4. KIRILAN KALBİN EĞRİLEN OMURGASI

527 48 175
                                    

Selam ballar!

Yeni bölüm sizlerle. Umarım beğenebileceğiniz bir bölüm olur. Oy vermeyi ve -oy sınırı 60, yorum 150- düşüncelerinizi paylaşmayı unutmayın.

İyi okumalar dilerim!

"Zamanın mesafeleri doğurduğu bu yerde,Tanrıdan bizim için dilek diledim. İmkansızlıklara meydan okuyacak kadar cesur ama zamanın yarattığı mesafeleri aşamayacak kadar korkak bir adamdım ben.

Zaman mesafeleri doğurur Sevgilim, seninle benim arama aşılmayacak mesafeler girdi."

Gecenin ardına sığındığım çok gün olmuştu. Bir kere değil, birkaç kere. Sonuçları günün doğuşuyla birlikte ezmişti her seferinde, kırılan kalbimi. Zaman ilk kaybettiğimde durmuştu benim için. O günden beri hayatsızca aynı acıları çekerek yaşamaya devam ediyordum. Ve daha ağır.

Hayalimde canlandırdığım evrene kan sıçradığında, tuttuğum bütün eller kanamıştı. İlk defa ve sonsuza dek yalnız kalmıştım o günden sonra.

Bir daha hayal kurmak yok demiştim ve bir daha o duyguları hissedememiştim hiç. Birine güvenmenin nasıl bir his olduğunu ya da birine nasıl güvenildiğini bilemeyecek kadar geride kalmıştım. İlk güvenimi Annem kırmıştı. Bir daha kimseye güvenemeyeceğimi, Annem tarafından öğrenmiştim. Sonra onun.

Şimdi onun ruhsuz duruşuna bakıyor ve kendi içimde çıkan tartışmada galip gelmeye çalışan yanımı haklamak istiyordum. Ona güveniyor muydum ya da ona karşı duyduğum bu his, güven duygusu muydu?

Gözümün önünde, Songur'u silahla, sağ gözünden vurmuştu. Oradan beni çıkardığında, tek bir kelime dahi etmemişti. İhtiyacımız olanı almış olsa da, arkamızda bir iz bırakmıştık. Onu gözünden yaralamıştı ve buna şahit olmuştum.

Sonunda atmosferdeki bu sessizlik canını sıkmış gibi dudaklarını araladı. "Konuşmayacak mısın?"

Ne dememi bekliyordu? Eline silah alıp, hiç korkmadan ve ikinci kez bile düşünmeye gerek duymadan vurmuştu adamı. "Ne dememi istersin?"

Burnundan sert bir nefes verdiğini işittiğimde göz devirerek yolu izlemeye devam ettim. "Soru sormayacak mısın Kandem?"

Topuklu ayakkabıları ayağımdan çıkartıp, dizlerimi kendime çektim ve acıyan ayaklarımı ovuşturarak konuştum. "Dürüstçe cevaplayacak mısın?" soruma bir cevap vermedi. Tam da düşündüğüm gibi dedim içimden.

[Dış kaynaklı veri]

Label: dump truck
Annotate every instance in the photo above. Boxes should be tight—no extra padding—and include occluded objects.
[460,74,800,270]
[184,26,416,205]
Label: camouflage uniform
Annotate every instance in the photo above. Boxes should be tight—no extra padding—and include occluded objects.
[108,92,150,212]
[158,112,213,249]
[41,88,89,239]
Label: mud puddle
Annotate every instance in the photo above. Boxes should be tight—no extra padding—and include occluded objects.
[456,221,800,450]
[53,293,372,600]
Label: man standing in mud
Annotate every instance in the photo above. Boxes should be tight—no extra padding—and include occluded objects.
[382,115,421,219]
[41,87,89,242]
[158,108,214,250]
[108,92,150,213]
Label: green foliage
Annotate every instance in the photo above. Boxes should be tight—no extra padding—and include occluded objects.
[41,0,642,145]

Arabaya bindiğimizde saçımdaki peruğu çıkartıp atmıştım ve saç köklerimi acıtan topuzu çözerek rahatlığa kavuşturmuştum saçlarımı. "Bundan sonra ne olur sence?"

Kasabada devam eden fırtınayı izlerken içimde anlam veremediğim bir huzur oluştu. Onun yanındayken hem de. Sallanan ağaçlara eşlik eden, dallarından düşen karlardı. Kar ara ara yağmaya devam ediyor ve uzun bir süre de gideceğe benzemiyordu hiç. "Gelecek hakkında mı düşünüyorsun?" sorusu rafa kaldırdığım geçmiş bir anı tam önüme koyduğunda, kalbim eziliyormuş gibi hissettim.

Beni bırakıp gittiğin gün, ne değişti sanıyorsun sen?

"Bu soruyu çok kolay soruyorsun." dedim fısıltıyı andıran bir sesle. Çenemi dizime yaslamış ve camdan geçtiğimiz yerleri izliyordum. "Zorlanmam mı gerekirdi?"